Irréductibles minitélistes, un petit millier d’éleveurs vont devoir se résoudre à débrancher leur vieux minitel.
Il était toujours en service au bureau ou dans l’étable après 28 ans de connexion. La poussière, l’humidité, les courts circuits, les chocs ne lui avaient même pas fait rendre l’âme.
Bien sûr, il est 2 000 fois moins véloce qu’internet sur nos téléphones mobiles, mais nous ne le changions pas tous les 2 ans.
Rien n’était plus facile pour déclarer la naissance du dernier veau : une mise sous tension avec un doigt, une porteuse ( ah le doux bruit du minitel !) 3614 ou 3615, ARSINOE, GUILL, GUITEL, … et il n’y a plus qu’à s’identifier et donner le N° de la mère.
Le temps de démarrage et de connexion du minitel était bien plus rapide que celui de l’ordinateur de la ferme, sans ADSL.
Aujourd’hui, l’appareil est encore très utilisé pour les éleveurs situés dans une zone blanche inaccessible au haut-débit.

Le 30 juin les derniers services minitel vont cesser d’émettre.

« Ce qu’on va faire à la disparition du Minitel… ?
Comment faire pour les déclarations de naissance, la demande d’équarrissage, les cours du marché du porc et le classement des animaux à l’abattoir ? on ne sait pas, regrette un éleveur. Pourtant, on n’a pas le choix ».

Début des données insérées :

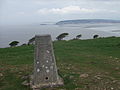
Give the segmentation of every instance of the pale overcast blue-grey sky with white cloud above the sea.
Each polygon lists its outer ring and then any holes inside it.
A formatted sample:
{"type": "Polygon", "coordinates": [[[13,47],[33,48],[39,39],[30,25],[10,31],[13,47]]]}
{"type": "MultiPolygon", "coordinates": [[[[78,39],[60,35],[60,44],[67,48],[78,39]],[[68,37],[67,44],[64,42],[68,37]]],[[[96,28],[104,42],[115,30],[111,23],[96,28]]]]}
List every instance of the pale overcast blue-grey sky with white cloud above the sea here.
{"type": "Polygon", "coordinates": [[[0,25],[73,19],[120,20],[120,0],[0,0],[0,25]]]}

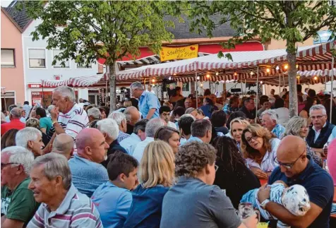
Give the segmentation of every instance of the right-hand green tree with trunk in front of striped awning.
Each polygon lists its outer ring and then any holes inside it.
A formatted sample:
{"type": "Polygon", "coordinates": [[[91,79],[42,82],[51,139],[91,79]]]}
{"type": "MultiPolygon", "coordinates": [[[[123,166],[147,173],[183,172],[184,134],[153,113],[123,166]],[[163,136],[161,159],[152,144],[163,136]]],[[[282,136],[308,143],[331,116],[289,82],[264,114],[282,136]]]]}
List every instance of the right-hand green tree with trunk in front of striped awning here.
{"type": "MultiPolygon", "coordinates": [[[[230,23],[237,30],[223,46],[232,48],[239,42],[260,37],[285,40],[289,75],[289,113],[297,114],[296,44],[317,35],[318,30],[328,28],[335,37],[336,8],[329,1],[190,1],[191,31],[201,32],[205,26],[208,36],[217,26],[211,16],[222,16],[219,24],[230,23]]],[[[222,53],[219,53],[221,56],[222,53]]],[[[229,56],[227,56],[229,57],[229,56]]]]}

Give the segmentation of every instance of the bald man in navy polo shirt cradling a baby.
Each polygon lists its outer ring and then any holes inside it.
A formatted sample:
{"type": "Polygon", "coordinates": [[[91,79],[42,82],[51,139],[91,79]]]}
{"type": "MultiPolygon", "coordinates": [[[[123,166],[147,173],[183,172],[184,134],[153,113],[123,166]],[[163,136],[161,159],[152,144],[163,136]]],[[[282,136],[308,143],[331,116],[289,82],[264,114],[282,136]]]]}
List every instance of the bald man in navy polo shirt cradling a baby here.
{"type": "Polygon", "coordinates": [[[268,184],[284,181],[288,186],[300,184],[306,188],[311,201],[311,209],[304,216],[296,216],[282,205],[269,201],[270,187],[260,187],[258,200],[278,220],[291,227],[329,227],[329,217],[334,196],[331,176],[307,155],[306,143],[298,136],[286,136],[277,148],[276,167],[268,184]]]}

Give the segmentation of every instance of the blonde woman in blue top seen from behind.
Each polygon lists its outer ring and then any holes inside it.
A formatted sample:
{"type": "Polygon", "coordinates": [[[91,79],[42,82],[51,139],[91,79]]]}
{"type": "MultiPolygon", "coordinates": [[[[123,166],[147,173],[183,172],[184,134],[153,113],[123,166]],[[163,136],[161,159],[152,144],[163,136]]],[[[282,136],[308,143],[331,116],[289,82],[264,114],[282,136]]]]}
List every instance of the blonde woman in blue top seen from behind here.
{"type": "Polygon", "coordinates": [[[168,143],[149,143],[140,161],[141,184],[133,191],[133,202],[124,228],[160,227],[162,200],[174,183],[174,152],[168,143]]]}

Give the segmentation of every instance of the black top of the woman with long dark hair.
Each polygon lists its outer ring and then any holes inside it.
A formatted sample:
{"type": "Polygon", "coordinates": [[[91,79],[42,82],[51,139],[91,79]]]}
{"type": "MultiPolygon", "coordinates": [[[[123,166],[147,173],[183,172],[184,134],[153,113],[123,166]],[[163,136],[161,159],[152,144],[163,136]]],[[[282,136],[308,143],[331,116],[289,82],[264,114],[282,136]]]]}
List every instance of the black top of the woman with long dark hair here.
{"type": "Polygon", "coordinates": [[[237,163],[234,171],[224,169],[224,164],[217,160],[218,170],[214,184],[225,189],[234,208],[238,209],[241,197],[248,191],[259,188],[260,181],[245,164],[237,163]]]}

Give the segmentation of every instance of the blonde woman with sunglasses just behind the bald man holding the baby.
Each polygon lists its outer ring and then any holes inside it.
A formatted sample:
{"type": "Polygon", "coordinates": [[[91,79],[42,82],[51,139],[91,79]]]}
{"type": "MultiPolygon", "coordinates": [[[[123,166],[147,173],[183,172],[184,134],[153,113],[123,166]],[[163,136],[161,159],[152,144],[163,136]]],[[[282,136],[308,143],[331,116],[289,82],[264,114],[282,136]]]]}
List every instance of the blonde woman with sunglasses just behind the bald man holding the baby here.
{"type": "MultiPolygon", "coordinates": [[[[286,130],[284,131],[284,136],[299,136],[306,142],[306,137],[308,136],[308,124],[307,119],[302,118],[301,116],[293,116],[292,119],[289,119],[286,130]]],[[[311,147],[306,143],[307,155],[311,156],[316,164],[320,167],[323,166],[321,157],[316,155],[311,147]]]]}

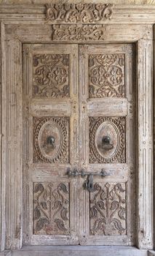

Le minitel et ses services ont été les premiers outils numériques interactifs à pénétrer dans bon nombre de fermes. Ils ont permis d’initier et de former énormément d’agriculteurs et de techniciens.
En temps qu’ancien acteur de ce mouvement, je ne peux que saluer et remercier les concepteurs de cette technologie (le CCETT) et son diffuseur : France Télécom.